I think there is a distinction here in what sort of deaths they are intended to protect against. Much like 3e's negative hitpoints and bleeding out rules, they serve as a means for the player to recover after a bad luck streak. I don't think that is a bad concept. In fact, I think it is very important. A lot of 5e's combat is balanced around this rule.
Where it fails, is in the ease by which hp can be restored. If this problem didn't exist, death saves would be fine as is.
What also doesn't help, is that 5E has removed most of the save or die effects from monsters. For example, the Medusa's petrifying gaze is a lot more forgiving than its 3e counter part. And the demilich merely drops a player to 0 hp, instead of instantly trapping their soul and reducing their body to dust.
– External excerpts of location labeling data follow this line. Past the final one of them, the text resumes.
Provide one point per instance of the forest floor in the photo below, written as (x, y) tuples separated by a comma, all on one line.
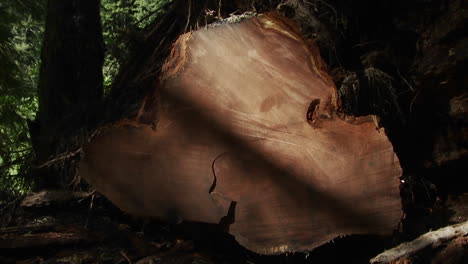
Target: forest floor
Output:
[(76, 227)]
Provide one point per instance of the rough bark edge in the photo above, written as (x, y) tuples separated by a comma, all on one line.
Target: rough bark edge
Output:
[(431, 238)]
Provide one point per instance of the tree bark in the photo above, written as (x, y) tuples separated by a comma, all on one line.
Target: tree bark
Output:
[(70, 85), (247, 133)]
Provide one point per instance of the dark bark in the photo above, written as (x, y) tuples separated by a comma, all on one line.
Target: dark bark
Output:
[(70, 85)]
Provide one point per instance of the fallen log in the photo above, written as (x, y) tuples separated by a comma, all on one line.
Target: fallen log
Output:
[(247, 133), (433, 238)]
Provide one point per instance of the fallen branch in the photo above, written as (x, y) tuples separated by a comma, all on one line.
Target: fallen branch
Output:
[(429, 239)]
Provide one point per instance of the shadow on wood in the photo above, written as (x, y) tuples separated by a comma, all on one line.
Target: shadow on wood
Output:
[(248, 125)]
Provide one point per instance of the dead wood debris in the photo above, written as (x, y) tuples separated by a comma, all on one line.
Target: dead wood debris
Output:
[(433, 238)]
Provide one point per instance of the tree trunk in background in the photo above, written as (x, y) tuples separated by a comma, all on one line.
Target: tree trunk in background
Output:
[(70, 85)]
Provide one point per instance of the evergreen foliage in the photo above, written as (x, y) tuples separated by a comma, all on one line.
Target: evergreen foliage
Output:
[(21, 32)]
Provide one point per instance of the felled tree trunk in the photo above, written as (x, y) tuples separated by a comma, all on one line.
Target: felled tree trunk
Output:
[(247, 133)]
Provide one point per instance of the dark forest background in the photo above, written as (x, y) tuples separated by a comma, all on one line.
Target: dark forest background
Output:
[(70, 67)]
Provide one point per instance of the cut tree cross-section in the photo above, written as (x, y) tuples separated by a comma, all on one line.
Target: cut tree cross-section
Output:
[(248, 125)]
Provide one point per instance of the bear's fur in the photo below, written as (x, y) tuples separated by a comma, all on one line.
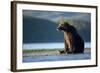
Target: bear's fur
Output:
[(72, 40)]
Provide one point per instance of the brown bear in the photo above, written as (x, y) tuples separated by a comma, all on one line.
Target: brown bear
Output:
[(72, 40)]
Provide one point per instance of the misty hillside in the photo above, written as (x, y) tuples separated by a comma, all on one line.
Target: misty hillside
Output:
[(38, 30)]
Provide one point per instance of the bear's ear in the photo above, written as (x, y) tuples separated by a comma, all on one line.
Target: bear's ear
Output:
[(66, 23)]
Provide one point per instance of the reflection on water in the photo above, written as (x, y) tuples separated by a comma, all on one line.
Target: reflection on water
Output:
[(49, 45), (39, 58), (27, 57)]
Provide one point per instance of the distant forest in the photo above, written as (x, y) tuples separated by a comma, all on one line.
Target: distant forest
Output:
[(39, 30)]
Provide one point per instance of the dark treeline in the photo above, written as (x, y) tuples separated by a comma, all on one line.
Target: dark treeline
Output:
[(38, 30)]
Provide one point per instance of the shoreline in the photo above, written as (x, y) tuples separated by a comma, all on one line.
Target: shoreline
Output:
[(47, 52)]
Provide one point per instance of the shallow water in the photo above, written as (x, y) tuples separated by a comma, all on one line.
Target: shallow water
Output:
[(63, 57)]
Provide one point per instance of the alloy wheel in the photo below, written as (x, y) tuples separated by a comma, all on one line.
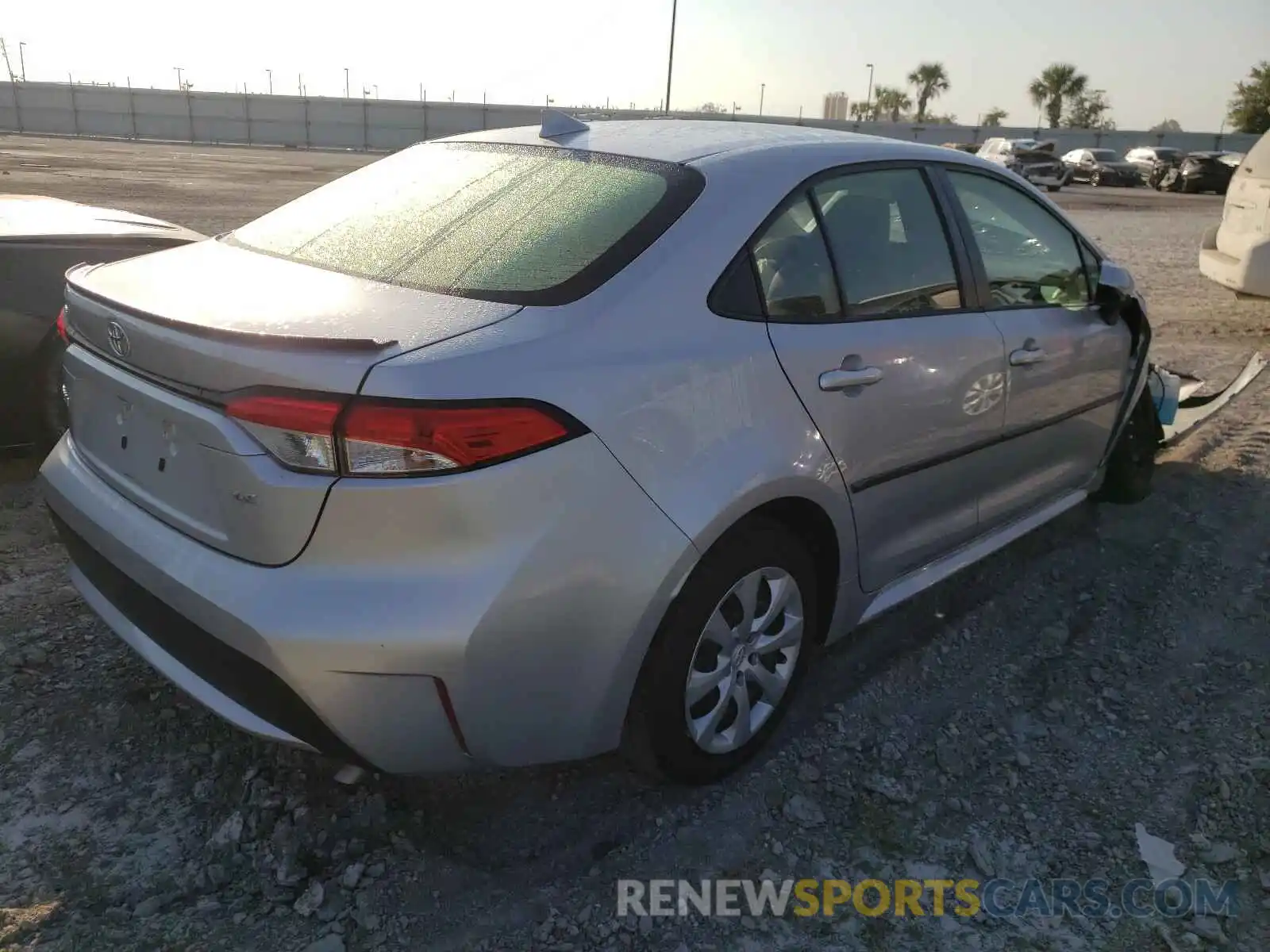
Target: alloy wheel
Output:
[(745, 660)]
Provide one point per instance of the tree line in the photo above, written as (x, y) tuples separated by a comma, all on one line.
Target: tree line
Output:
[(1062, 93)]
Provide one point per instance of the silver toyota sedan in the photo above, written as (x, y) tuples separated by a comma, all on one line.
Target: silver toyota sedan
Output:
[(531, 444)]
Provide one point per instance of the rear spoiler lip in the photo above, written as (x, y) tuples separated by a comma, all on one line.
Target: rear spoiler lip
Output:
[(237, 336)]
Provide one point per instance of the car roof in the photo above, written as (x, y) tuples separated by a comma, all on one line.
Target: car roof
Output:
[(44, 216), (687, 140)]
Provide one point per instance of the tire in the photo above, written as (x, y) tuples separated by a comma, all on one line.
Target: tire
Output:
[(50, 416), (1133, 460), (657, 736)]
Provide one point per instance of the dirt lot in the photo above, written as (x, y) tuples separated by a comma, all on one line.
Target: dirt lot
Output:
[(1111, 670)]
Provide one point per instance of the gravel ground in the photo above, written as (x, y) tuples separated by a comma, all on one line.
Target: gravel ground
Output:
[(1111, 670)]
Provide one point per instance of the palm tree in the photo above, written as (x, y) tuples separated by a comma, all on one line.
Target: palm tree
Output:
[(995, 116), (892, 102), (1058, 82), (931, 80)]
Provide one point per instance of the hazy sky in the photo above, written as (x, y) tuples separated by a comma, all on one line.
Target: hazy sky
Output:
[(1156, 59)]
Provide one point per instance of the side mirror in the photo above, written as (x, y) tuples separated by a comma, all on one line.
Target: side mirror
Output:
[(1115, 289)]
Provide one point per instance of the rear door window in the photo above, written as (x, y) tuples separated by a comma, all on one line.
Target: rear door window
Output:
[(889, 247), (1030, 257), (516, 224), (793, 264)]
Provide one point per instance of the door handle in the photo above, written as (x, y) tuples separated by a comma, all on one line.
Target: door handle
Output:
[(841, 380), (1028, 355)]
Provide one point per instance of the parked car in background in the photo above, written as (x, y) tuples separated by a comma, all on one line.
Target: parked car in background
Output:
[(1102, 167), (40, 239), (1145, 158), (429, 469), (1032, 160), (1236, 254), (1195, 173)]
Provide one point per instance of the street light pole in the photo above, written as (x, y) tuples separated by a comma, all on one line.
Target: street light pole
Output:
[(670, 63)]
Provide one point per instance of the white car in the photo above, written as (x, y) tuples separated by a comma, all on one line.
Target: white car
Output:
[(1029, 160), (1236, 253)]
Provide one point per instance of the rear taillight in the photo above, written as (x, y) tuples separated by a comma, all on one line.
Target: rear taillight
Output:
[(298, 432), (394, 438)]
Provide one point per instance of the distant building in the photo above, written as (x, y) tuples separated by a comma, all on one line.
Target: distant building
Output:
[(835, 106)]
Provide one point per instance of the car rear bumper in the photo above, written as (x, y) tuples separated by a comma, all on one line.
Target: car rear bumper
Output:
[(493, 622), (1248, 274)]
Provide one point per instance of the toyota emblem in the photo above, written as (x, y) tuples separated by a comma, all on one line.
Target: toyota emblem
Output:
[(120, 343)]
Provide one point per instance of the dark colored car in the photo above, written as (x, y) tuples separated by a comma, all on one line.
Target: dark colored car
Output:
[(1146, 158), (41, 238), (1195, 173), (1102, 167)]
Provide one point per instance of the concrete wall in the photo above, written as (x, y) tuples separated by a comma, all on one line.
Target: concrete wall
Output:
[(376, 125)]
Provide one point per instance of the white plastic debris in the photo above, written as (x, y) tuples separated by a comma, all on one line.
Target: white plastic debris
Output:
[(1159, 856), (349, 774)]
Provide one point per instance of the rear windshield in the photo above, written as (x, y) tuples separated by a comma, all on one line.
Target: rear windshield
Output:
[(530, 225)]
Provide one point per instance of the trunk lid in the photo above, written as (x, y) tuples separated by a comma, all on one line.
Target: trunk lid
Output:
[(160, 340)]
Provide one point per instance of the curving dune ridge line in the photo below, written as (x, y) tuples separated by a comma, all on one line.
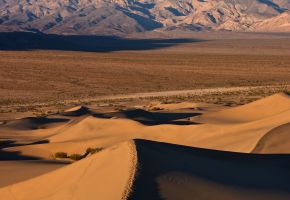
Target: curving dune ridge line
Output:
[(236, 153), (107, 175)]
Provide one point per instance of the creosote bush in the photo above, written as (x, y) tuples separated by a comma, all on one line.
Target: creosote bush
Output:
[(76, 157), (60, 155), (93, 150)]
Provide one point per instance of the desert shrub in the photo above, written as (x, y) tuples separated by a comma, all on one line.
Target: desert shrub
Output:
[(76, 156), (5, 142), (93, 150), (60, 155)]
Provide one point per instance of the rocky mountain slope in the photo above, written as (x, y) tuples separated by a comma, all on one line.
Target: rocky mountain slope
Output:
[(129, 16)]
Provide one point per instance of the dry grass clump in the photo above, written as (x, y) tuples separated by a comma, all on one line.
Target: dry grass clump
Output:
[(75, 156)]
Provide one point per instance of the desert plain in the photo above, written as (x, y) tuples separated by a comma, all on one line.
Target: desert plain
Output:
[(206, 118)]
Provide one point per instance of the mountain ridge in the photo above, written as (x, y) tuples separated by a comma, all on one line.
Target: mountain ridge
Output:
[(128, 16)]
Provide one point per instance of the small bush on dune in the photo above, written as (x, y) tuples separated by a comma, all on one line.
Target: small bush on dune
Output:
[(76, 157), (60, 155), (93, 150)]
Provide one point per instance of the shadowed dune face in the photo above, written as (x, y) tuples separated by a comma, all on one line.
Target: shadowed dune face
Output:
[(182, 172), (152, 118), (32, 41), (228, 156)]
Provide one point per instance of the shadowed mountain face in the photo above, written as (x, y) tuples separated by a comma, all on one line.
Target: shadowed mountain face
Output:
[(85, 17)]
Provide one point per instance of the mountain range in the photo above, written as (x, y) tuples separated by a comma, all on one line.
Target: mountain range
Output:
[(90, 17)]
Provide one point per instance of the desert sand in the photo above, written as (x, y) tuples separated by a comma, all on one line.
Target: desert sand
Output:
[(172, 151)]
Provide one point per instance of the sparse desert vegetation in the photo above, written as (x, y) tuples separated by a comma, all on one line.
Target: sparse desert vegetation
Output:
[(75, 156), (38, 79)]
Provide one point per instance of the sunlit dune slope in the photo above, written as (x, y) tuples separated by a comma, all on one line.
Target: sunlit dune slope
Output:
[(275, 141), (106, 175)]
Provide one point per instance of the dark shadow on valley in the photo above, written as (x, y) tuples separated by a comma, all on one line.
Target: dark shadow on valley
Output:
[(39, 41)]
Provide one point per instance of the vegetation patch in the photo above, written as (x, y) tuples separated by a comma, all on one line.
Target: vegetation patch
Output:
[(76, 156)]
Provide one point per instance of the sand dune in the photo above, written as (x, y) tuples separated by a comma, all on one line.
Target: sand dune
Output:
[(275, 141), (183, 172), (178, 173), (257, 110), (224, 151), (106, 175)]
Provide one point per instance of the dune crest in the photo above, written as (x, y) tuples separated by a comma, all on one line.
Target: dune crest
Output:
[(105, 175)]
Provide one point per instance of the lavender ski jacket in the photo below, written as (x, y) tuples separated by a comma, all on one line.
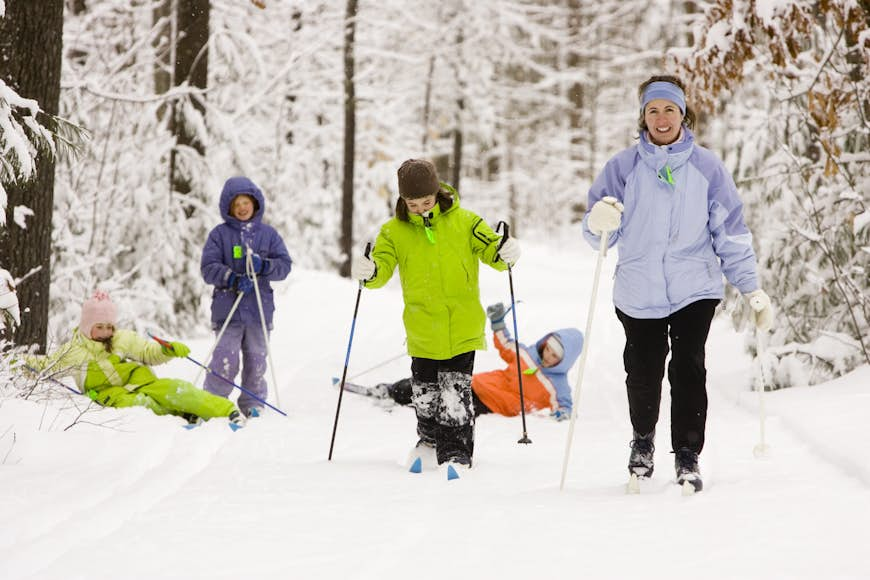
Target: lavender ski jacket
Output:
[(225, 252), (681, 230)]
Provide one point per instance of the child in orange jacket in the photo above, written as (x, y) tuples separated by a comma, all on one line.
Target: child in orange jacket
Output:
[(544, 365)]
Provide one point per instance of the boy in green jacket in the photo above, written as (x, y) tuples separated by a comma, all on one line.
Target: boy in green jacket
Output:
[(437, 246), (110, 367)]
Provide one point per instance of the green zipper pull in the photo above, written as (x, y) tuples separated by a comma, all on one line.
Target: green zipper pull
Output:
[(427, 225)]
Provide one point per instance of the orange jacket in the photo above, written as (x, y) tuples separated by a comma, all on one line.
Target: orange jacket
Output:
[(499, 390)]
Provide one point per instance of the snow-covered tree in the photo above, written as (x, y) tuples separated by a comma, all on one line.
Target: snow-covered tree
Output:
[(791, 79)]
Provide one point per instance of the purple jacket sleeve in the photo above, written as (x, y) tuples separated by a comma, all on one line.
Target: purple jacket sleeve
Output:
[(280, 262), (214, 270), (611, 181), (732, 240)]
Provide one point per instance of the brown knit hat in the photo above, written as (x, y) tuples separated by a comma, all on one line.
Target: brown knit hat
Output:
[(418, 178)]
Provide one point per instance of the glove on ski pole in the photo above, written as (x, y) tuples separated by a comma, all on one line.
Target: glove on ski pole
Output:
[(347, 357), (525, 438)]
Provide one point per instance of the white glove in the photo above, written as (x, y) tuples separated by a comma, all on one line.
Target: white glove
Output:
[(510, 251), (759, 302), (8, 298), (362, 268), (605, 215)]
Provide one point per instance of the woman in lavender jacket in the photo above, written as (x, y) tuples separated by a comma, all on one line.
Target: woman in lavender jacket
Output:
[(673, 208), (224, 256)]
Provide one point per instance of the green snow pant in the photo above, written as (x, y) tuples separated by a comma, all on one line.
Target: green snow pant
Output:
[(167, 396)]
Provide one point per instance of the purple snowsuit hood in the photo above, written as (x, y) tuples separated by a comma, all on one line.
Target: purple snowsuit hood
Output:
[(235, 186), (225, 254)]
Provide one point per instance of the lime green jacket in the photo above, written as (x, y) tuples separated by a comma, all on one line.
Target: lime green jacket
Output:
[(439, 274), (93, 368)]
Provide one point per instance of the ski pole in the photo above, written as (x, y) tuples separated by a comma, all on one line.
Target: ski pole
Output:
[(525, 438), (220, 335), (167, 344), (761, 449), (602, 252), (379, 365), (347, 356), (250, 269)]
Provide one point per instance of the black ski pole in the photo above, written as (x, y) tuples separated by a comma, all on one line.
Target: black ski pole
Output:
[(525, 438), (347, 357)]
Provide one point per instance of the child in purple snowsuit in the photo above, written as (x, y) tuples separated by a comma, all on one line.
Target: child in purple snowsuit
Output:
[(224, 260)]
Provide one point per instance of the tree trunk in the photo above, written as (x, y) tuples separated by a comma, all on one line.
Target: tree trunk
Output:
[(161, 17), (349, 137), (190, 67), (31, 38)]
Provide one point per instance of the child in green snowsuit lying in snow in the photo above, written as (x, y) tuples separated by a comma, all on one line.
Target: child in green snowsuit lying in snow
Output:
[(110, 367)]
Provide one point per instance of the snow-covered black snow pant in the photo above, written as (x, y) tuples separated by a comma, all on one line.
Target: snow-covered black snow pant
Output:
[(402, 393), (442, 400), (646, 348)]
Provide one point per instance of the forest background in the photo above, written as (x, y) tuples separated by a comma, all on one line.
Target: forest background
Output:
[(120, 120)]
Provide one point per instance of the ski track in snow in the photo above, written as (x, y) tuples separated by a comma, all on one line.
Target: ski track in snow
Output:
[(157, 501)]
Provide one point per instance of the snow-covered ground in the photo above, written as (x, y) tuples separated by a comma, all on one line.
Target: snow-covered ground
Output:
[(126, 494)]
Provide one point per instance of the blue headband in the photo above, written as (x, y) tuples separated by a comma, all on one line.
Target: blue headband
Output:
[(663, 90)]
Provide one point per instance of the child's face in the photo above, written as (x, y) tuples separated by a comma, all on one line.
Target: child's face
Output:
[(421, 204), (102, 331), (242, 207), (548, 357)]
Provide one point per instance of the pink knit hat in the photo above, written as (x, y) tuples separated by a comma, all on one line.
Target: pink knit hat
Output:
[(98, 308)]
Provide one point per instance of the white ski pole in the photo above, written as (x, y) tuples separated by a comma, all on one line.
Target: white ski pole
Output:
[(220, 335), (761, 449), (602, 252), (250, 268)]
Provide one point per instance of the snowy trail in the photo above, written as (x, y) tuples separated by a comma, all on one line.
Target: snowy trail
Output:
[(157, 501)]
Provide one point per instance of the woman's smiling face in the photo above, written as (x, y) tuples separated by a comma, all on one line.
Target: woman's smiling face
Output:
[(663, 121)]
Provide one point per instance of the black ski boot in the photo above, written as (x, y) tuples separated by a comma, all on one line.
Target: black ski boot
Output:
[(688, 474), (640, 462)]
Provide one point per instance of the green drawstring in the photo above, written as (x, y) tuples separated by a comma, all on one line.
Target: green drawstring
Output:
[(427, 225)]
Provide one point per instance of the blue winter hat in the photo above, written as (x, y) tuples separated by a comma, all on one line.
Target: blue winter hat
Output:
[(663, 90)]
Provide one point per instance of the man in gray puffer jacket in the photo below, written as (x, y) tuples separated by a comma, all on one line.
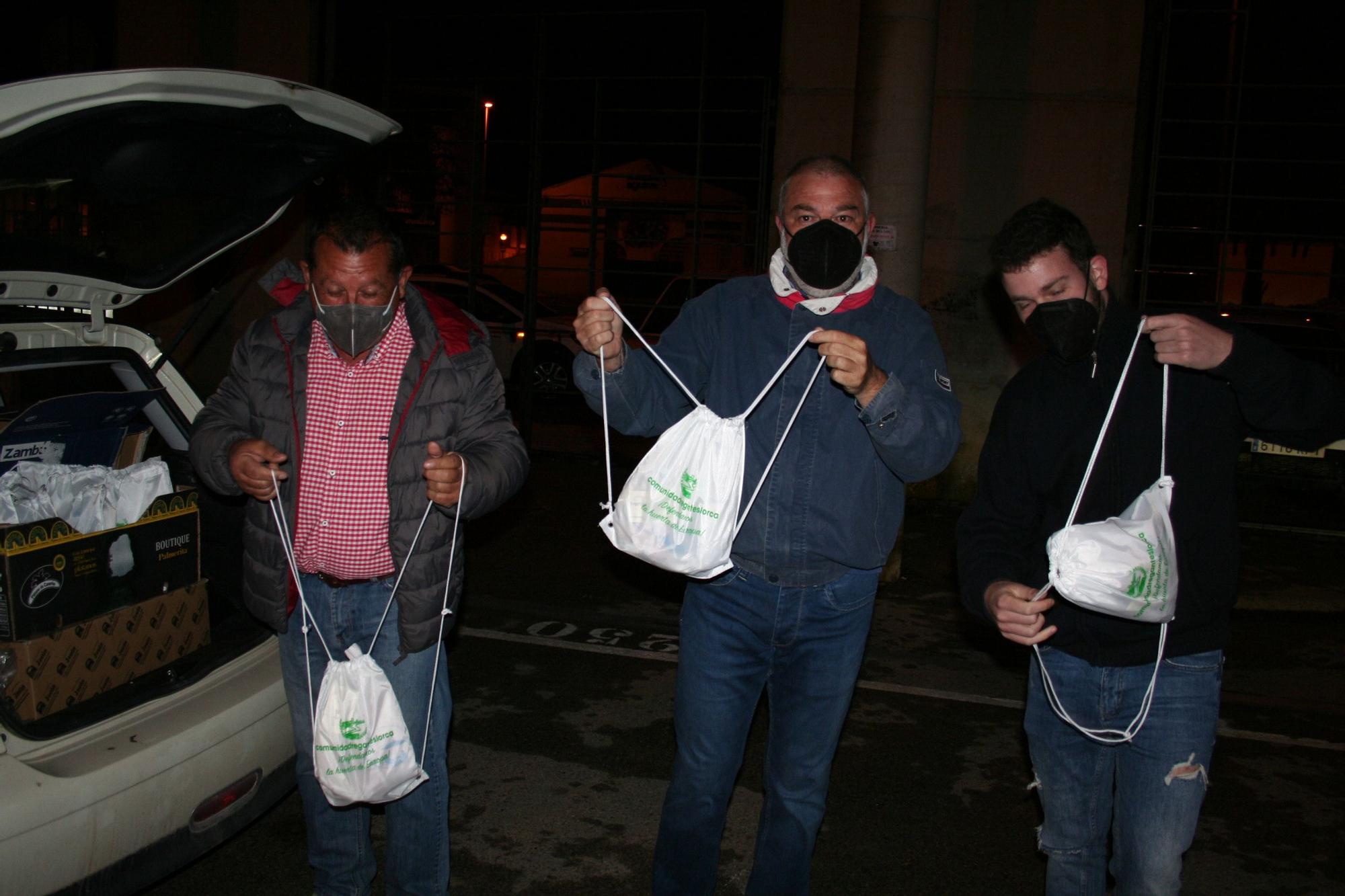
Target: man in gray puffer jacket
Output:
[(392, 400)]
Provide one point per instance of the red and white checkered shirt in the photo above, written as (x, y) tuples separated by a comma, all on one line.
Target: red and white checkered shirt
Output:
[(342, 517)]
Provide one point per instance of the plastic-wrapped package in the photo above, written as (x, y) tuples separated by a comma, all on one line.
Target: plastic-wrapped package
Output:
[(87, 498)]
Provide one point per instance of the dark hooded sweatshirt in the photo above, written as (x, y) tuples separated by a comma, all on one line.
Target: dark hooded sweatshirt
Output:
[(1043, 432)]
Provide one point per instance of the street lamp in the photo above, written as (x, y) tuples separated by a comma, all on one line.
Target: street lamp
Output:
[(486, 134)]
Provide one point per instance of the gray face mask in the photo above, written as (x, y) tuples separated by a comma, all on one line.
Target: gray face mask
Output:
[(356, 329)]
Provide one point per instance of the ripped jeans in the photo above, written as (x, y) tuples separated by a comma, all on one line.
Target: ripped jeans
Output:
[(1148, 792)]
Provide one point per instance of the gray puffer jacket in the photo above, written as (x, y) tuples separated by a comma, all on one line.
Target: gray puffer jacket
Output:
[(450, 392)]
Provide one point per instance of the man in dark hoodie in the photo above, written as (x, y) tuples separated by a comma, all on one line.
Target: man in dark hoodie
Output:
[(1225, 385)]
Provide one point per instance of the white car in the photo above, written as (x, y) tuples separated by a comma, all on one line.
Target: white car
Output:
[(114, 186)]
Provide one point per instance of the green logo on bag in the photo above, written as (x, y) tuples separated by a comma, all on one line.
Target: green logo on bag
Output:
[(1139, 576)]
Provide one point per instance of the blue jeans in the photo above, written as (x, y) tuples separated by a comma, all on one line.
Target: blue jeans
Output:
[(804, 646), (340, 846), (1147, 791)]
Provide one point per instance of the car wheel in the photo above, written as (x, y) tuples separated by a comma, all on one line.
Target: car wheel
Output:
[(551, 372)]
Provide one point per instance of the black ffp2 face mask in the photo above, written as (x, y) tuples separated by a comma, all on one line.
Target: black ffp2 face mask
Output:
[(825, 255), (1066, 327)]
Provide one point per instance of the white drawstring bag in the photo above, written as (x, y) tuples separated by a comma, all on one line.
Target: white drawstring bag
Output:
[(1125, 565), (362, 749), (680, 507)]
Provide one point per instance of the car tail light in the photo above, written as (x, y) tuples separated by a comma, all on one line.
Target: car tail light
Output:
[(224, 803)]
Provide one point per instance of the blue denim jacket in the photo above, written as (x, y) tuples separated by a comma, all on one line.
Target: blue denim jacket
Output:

Surely we can keep 'a safety net' in the form of death saves, while also making combat more deadly? We could limit ranged healing for example. Or we could limit the healing of incapacitated players. We could apply penalties to having been incapacitated, that linger even after stabilizing. We could re-add the deadly abilities that notorious D&D monsters used to have (although it might be confusing to have multiple versions of a monster). There are all manner of things we could do, that don't remove any of the core rules.
How about a condition called At Death's Door?
At Death's Door
Any player that recovers from 0 hp, can no longer make death saves for the rest of the day.
Or a more extreme version:
At Death's Door V2
Any player that recovers from 0 hp, can no longer make death saves for the rest of the day, and can receive only half healing, and makes all their attacks and saves at disadvantage.